- Born: 26 July 1996 (age 29) Napier, New Zealand
- Occupation: YouTuber
- Years active: 2012–2019
- Known for: Jamie's World
- Partner: Laura Nye (2017–2022)^{[citation needed]}

YouTube information
- Channel: Jamie's World;
- Genres: Comedy; entertainment; vlogs;
- Subscribers: 1.19 million
- Views: 65.5 million

= Jamie Curry =

New Zealand YouTube personality, vlogger, and comedian

Jamie Curry (born 26 July 1996) is a New Zealand YouTube personality, vlogger, and comedian, best known for creating Jamie's World.

==Early life==
Curry grew up in Taradale and attended Sacred Heart College, which she graduated from in 2014.

==Career==
She began creating Jamie's World videos in 2012; her first video was a parody music video, to "Weird Al" Yankovic's song "White & Nerdy". By 2013, she was reaching an audience of 7 million people per week.

She co-authored a book with Alex Casey, They Let Me Write A Book!: Jamie’s World, which was published in 2015. She was nominated for Favorite Aussie/Kiwi Internet Sensation in the 2015 Kids' Choice Awards.

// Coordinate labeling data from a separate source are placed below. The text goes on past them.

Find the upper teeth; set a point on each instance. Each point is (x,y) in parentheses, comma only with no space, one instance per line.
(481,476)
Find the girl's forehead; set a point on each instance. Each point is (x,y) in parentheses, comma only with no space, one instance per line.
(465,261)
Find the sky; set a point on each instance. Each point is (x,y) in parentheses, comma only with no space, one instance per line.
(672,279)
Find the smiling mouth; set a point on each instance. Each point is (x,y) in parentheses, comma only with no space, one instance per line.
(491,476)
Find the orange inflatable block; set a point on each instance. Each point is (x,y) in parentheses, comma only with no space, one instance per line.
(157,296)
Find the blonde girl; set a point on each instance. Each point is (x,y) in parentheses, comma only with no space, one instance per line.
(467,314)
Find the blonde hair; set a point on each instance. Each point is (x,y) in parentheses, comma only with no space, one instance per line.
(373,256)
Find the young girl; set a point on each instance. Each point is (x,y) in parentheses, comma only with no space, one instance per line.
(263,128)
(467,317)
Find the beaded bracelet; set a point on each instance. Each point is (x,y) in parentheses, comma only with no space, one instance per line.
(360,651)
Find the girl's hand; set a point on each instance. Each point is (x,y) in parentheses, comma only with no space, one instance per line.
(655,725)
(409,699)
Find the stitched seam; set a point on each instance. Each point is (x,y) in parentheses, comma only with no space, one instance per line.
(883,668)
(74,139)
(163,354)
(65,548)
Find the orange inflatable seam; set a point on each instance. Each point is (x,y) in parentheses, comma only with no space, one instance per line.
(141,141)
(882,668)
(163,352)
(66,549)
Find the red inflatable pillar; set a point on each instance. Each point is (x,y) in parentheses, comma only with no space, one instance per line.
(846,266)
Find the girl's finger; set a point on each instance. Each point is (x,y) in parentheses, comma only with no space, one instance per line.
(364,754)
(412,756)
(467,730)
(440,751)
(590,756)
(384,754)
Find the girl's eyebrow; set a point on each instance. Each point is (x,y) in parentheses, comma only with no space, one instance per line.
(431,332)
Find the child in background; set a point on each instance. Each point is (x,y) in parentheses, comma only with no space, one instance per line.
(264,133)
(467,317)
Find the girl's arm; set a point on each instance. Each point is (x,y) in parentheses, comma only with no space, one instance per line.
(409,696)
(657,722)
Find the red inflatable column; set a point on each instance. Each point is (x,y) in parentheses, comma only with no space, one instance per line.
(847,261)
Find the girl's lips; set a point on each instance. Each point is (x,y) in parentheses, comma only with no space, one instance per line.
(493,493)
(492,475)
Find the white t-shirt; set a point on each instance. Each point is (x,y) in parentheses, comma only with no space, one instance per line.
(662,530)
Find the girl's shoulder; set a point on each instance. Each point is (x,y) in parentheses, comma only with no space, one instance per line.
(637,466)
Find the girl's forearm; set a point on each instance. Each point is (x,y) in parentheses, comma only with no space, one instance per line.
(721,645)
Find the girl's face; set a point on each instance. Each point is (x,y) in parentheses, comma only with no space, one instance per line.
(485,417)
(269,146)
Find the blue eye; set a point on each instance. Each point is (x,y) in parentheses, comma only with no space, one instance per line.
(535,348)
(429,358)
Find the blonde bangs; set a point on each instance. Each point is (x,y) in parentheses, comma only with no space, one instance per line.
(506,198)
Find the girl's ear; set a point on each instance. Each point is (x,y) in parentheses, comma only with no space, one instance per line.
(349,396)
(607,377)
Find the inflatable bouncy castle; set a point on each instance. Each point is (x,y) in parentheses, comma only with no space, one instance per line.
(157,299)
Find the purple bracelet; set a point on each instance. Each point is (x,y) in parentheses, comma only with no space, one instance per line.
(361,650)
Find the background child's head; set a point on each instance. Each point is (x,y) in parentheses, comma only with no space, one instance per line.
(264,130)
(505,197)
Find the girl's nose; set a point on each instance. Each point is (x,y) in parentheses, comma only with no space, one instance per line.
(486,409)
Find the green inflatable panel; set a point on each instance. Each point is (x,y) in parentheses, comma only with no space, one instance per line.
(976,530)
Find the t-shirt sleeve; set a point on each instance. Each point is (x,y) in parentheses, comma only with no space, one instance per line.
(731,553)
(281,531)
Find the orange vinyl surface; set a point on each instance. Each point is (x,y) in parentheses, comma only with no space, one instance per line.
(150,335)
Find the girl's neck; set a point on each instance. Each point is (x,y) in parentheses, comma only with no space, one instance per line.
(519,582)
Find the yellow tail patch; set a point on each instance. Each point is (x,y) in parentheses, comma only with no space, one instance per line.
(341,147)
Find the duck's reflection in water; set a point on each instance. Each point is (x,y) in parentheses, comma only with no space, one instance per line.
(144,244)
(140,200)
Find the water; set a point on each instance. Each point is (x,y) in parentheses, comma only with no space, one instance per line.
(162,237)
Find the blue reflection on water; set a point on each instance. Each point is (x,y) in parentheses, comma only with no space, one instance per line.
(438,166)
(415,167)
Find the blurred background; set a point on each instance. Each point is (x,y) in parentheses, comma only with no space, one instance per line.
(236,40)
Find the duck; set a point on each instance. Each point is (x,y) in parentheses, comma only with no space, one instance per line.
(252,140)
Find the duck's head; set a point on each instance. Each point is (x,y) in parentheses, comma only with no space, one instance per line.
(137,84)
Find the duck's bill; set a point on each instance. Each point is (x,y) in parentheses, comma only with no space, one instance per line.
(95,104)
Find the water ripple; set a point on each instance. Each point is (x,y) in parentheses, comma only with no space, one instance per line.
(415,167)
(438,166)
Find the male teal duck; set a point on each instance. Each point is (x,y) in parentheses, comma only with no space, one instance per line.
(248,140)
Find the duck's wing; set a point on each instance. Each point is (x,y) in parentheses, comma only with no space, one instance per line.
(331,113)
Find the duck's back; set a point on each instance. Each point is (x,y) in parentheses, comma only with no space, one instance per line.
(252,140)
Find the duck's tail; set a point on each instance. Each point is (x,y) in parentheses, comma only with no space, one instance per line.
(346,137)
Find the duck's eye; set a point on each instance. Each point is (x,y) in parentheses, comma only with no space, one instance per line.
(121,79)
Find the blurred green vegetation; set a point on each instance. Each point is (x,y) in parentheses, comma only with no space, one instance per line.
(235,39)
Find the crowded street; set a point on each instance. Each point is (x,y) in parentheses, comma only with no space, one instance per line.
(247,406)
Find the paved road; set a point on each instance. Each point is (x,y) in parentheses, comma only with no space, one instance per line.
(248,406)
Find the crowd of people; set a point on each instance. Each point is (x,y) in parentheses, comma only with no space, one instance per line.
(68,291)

In 2016, she played Becky in New Zealand comedy television programme Funny Girls.

In 2017, she published a series of videos called Jamie's World on Ice, which were filmed during a trip to Antarctica in November 2016. Produced and directed by Damian Christie, it consists of four episodes and two special features, all but one of which were published on her YouTube channel. The four episodes and the remaining special feature were published on TVNZ OnDemand on 12 May 2017. She appeared on a celebrity "All-Star" episode of Family Feud on 26 April 2017.

== Personal life ==
In 2015, she moved from her family home in Napier to Auckland.

On 24 June 2018, she published a video announcing that she was engaged to a woman.